Set of allowed values for subject metadata and integration with other applications

85 views
Skip to first unread message

Pablo Valério Polônia

unread,
Apr 20, 2022, 1:33:17 PM4/20/22
to Dataverse Users Community
Hi,

Subject metadata is mandatory, but restricted to a set of 14 items on a controlled vocabulary.

The list is limited in the number of options, and the field is mandatory on the API.

I don't know exactly what the solution could be, but would like to bring the matter up for debate.

Maybe making it optional, or more flexible, could help with integration with other applications.

What kind of user is the feature intended for?
API User, and users of systems that could be integrated with Dataverse

What inspired it?
We're working on a new implementation of a plugin to integrate OPS, and OJS 3.x the future, with Dataverse (version 5.x at least).

The plugin uses the SWORD API to communicate with Dataverse.

The SWORD API Docs explains this rule:

> "Subject” uses our controlled vocabulary list of subjects. This list is in the Citation Metadata of our User Guide > Metadata References. Otherwise, if a term does not match our controlled vocabulary list, it will put any subject terms in “Keyword”. If Subject is empty it is automatically populated with “N/A”.

But the areas of knowledge defined on an OPS press or OJS journal do not always match the list of required Dataverse subjects.

Any related open or closed issues to this feature request?
Having trouble trying to define a subject using the SWORD API, using controlled vocabulary.

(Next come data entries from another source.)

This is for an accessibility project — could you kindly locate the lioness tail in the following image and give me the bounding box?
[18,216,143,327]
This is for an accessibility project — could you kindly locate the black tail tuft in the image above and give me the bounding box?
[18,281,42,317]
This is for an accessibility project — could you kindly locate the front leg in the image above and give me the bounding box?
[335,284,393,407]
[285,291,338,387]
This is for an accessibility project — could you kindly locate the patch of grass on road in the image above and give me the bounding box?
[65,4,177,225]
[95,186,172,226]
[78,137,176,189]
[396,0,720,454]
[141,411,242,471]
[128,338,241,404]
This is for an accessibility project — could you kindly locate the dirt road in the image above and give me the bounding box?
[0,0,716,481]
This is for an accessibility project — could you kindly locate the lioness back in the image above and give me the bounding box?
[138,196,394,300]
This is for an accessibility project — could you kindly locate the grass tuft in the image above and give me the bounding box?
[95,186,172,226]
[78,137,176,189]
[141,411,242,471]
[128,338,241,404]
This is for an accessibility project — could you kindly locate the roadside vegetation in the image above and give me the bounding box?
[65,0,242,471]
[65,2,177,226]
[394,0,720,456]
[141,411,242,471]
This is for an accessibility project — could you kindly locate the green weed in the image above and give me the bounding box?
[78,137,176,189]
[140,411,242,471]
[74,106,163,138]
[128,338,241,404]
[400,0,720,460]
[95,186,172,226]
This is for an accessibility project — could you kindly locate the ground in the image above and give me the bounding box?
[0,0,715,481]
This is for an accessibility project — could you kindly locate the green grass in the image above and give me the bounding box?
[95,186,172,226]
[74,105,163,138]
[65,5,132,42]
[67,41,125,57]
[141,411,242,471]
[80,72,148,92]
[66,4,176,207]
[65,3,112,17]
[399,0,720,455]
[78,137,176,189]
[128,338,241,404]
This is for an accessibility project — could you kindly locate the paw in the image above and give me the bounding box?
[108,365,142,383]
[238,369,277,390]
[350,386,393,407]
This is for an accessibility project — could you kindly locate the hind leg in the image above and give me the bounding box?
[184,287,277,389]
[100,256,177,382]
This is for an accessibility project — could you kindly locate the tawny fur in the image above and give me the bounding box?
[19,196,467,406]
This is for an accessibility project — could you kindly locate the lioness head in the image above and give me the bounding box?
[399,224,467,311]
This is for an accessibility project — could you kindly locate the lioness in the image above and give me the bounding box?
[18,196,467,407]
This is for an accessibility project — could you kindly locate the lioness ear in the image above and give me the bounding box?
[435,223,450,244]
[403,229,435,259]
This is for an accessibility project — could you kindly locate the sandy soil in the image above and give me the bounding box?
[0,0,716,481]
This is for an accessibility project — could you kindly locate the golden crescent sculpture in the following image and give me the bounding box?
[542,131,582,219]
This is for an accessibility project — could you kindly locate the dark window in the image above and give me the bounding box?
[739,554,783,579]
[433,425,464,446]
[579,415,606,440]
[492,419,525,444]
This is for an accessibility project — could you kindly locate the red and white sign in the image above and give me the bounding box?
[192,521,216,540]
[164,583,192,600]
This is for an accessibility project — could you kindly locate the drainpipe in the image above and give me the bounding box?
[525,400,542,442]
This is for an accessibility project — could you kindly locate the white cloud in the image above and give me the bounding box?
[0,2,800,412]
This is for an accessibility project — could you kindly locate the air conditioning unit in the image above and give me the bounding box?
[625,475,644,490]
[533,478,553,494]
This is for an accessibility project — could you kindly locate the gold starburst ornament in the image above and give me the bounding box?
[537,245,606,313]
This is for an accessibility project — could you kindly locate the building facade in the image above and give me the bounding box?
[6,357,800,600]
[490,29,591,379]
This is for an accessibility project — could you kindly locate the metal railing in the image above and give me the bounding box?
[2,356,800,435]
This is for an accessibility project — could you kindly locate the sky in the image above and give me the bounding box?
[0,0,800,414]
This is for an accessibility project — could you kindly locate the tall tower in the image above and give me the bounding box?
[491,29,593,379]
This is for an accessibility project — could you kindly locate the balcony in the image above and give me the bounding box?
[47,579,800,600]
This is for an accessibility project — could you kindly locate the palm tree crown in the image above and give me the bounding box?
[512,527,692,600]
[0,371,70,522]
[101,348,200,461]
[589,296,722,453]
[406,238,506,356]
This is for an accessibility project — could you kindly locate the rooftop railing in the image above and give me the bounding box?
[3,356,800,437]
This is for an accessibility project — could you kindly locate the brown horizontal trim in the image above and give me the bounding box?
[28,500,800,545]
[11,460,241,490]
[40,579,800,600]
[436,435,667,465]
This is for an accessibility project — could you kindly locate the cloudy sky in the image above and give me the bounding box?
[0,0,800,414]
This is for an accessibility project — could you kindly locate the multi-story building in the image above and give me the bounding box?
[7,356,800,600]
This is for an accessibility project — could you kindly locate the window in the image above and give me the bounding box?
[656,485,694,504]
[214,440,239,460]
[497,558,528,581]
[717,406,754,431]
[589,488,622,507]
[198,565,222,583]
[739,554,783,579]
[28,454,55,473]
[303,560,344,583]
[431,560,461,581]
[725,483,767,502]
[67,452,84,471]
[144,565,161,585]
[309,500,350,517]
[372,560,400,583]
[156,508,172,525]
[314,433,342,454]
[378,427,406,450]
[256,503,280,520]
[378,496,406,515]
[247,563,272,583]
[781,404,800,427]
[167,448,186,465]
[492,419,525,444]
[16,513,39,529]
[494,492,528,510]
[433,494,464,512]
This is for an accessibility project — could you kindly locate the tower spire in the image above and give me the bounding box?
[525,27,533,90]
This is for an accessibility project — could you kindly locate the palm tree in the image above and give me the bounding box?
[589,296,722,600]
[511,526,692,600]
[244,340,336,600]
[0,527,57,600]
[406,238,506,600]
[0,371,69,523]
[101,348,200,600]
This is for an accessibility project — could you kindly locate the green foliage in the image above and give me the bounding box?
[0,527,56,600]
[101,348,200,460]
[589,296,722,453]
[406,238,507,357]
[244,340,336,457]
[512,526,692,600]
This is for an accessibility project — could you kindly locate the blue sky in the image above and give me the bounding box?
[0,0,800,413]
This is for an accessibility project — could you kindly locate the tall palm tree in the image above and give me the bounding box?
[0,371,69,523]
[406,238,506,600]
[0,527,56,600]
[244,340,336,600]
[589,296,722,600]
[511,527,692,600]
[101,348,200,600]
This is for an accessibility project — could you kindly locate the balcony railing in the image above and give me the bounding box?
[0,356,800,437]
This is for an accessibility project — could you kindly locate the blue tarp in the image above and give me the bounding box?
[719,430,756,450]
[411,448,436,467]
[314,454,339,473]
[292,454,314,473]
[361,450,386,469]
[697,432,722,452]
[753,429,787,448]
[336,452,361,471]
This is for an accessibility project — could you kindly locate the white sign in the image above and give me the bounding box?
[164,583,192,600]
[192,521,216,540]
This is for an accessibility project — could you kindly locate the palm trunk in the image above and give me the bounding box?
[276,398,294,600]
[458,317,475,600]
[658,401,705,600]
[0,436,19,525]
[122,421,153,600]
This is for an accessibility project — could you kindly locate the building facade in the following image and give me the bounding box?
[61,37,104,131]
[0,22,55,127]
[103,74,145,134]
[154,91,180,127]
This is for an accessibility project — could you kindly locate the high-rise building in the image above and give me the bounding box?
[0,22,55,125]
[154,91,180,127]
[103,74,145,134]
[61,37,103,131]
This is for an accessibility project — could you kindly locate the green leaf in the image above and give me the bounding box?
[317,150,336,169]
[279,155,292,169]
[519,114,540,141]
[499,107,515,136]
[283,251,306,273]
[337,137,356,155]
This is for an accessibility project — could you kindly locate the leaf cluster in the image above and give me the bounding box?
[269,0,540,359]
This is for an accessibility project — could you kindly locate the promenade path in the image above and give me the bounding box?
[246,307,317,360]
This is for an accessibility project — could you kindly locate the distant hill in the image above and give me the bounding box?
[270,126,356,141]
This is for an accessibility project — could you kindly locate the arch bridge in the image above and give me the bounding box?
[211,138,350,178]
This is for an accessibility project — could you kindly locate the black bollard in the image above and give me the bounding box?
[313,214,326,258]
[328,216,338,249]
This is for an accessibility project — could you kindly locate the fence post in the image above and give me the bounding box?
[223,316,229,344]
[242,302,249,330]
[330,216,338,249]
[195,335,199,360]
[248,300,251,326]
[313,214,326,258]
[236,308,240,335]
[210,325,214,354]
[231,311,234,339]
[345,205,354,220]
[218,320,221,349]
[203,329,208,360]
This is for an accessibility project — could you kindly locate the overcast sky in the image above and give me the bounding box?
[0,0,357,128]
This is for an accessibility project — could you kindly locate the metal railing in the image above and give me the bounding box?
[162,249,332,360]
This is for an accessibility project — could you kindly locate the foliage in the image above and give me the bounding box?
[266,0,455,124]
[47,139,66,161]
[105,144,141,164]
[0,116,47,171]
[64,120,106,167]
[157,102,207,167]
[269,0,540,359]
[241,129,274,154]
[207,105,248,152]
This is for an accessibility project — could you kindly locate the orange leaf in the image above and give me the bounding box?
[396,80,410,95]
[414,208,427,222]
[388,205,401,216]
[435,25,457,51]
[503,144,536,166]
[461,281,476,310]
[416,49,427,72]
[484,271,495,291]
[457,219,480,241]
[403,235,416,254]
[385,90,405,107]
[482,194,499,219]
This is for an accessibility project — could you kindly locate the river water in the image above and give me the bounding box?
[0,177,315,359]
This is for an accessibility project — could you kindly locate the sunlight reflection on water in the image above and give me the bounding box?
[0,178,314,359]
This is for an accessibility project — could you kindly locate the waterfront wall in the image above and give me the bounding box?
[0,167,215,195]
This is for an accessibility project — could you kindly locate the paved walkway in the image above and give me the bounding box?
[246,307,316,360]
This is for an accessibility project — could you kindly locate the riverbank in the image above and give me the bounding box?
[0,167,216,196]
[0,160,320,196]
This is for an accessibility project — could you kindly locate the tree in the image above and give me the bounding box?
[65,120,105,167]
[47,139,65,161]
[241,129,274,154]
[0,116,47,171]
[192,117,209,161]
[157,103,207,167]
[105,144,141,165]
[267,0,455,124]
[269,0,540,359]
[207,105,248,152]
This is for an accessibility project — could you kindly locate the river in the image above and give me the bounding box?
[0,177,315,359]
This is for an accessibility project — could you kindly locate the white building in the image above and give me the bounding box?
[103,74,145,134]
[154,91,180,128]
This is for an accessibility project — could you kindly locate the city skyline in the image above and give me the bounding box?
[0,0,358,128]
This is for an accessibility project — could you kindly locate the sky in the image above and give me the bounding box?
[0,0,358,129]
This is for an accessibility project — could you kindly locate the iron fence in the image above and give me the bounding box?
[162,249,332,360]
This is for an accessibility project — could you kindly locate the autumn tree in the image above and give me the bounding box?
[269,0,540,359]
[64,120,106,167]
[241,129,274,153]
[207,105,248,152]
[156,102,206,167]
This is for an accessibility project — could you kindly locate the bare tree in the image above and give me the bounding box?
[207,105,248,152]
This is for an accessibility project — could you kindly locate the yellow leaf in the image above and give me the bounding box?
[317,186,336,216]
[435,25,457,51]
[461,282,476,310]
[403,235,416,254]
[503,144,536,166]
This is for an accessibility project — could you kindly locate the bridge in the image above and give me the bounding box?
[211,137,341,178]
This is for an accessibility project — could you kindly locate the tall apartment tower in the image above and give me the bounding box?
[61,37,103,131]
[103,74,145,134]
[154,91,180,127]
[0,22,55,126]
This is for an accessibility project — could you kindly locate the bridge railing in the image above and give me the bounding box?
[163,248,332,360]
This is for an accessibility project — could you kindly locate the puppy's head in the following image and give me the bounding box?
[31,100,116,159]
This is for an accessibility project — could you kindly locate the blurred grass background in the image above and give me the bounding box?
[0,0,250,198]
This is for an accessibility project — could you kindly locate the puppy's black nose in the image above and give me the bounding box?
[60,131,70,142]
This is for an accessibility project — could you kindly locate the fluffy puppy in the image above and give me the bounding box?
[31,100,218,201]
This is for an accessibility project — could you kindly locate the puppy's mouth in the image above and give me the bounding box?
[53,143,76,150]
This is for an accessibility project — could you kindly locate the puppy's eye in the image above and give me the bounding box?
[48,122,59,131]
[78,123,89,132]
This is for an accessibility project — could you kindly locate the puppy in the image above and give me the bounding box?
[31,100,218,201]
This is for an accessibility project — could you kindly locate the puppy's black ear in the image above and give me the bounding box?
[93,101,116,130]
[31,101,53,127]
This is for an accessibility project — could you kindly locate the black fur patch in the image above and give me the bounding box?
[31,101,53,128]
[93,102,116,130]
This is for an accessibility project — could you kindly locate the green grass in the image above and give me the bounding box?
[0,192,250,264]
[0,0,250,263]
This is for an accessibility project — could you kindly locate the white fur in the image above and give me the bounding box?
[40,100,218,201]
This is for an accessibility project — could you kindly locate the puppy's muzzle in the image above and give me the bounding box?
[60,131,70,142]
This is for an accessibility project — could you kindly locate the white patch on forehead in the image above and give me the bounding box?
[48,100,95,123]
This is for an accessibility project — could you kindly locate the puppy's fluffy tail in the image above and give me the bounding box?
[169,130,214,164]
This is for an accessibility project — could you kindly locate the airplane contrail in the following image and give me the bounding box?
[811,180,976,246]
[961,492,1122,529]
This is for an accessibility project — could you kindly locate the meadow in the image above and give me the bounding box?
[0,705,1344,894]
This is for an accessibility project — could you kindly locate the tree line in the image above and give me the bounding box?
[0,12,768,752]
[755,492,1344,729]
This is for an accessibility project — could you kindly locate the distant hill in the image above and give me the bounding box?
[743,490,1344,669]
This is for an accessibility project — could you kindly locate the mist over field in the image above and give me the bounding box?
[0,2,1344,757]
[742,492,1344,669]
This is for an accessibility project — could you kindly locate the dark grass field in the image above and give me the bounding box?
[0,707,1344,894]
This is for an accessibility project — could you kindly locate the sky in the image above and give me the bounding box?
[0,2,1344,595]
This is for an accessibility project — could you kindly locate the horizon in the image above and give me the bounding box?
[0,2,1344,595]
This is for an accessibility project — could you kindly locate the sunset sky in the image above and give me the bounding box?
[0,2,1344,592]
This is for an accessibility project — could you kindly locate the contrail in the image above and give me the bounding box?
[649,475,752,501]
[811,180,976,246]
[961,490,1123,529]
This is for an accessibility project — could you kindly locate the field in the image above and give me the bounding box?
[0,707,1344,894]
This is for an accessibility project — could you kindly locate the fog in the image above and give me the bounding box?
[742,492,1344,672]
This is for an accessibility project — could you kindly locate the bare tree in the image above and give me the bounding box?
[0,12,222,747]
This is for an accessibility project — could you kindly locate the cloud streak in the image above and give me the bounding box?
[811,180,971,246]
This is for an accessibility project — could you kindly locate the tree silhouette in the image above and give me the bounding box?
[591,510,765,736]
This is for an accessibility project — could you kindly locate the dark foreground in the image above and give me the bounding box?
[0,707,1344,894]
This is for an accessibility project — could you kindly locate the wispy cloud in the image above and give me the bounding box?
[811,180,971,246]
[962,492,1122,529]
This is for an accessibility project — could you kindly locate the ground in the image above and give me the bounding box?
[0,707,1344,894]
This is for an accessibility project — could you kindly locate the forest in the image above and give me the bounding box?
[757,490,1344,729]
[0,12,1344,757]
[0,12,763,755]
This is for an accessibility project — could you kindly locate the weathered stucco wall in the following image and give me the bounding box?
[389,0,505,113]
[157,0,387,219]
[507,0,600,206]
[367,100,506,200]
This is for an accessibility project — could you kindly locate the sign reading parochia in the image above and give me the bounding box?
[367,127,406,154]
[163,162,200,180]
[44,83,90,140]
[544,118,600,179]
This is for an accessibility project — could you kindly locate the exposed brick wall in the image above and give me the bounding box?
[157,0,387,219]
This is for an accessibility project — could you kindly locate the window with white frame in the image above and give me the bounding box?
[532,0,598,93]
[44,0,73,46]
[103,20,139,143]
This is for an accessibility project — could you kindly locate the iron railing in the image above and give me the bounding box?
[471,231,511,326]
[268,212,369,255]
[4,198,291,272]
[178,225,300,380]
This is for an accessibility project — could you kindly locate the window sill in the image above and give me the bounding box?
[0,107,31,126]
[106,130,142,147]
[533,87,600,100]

I filled up an issue on dataverse github, but reconsidered because this list seems more suitable for discussions. Kept the message organization as in the template, because it seemed clearer to understand the motivations and the context.

Thanks,
Pablo


Philip Durbin

unread,
Apr 25, 2022, 4:46:43 PM4/25/22
to dataverse...@googlegroups.com
Hi Pablo,

First, thank you very much for working on the OPS/OJS 3 integration with Dataverse! I haven't had a chance to reply on the PKP forum myself, but I encouraged others in the Dataverse community to post: https://groups.google.com/g/dataverse-community/c/cEQWBKVo634/m/yhbyCf20BAAJ

I worked on the original OJS 2/Dataverse 3 integration almost a decade (!) ago.

You're asking about the famous 14 subjects of Dataverse. There has been a lot of discussion over the years about where to take that "Subject" field. In short, it's well known that more subjects are desired. I don't remember lots of people advocating strongly that "Subject" should not be a required field. It's possible to fill in "Other" or in some cases "N/A".

Thanks for opening https://github.com/IQSS/dataverse/issues/8625 about how dcterms:subject isn't working as documented. As I wrote there, I'm not sure how long this hasn't been working. :(

Debate is certainly welcome!

Even if Dataverse had hundreds or thousands of subjects to choose from, I imagine OPS, OJS, and other systems won't have a perfect match of subjects. In this case, "Other" or "N/A" seems appropriate. The difference is that when "N/A" gets into the system (through migration or the SWORD API), the user will be prompted to select a subject the next time they edit the dataset in the GUI.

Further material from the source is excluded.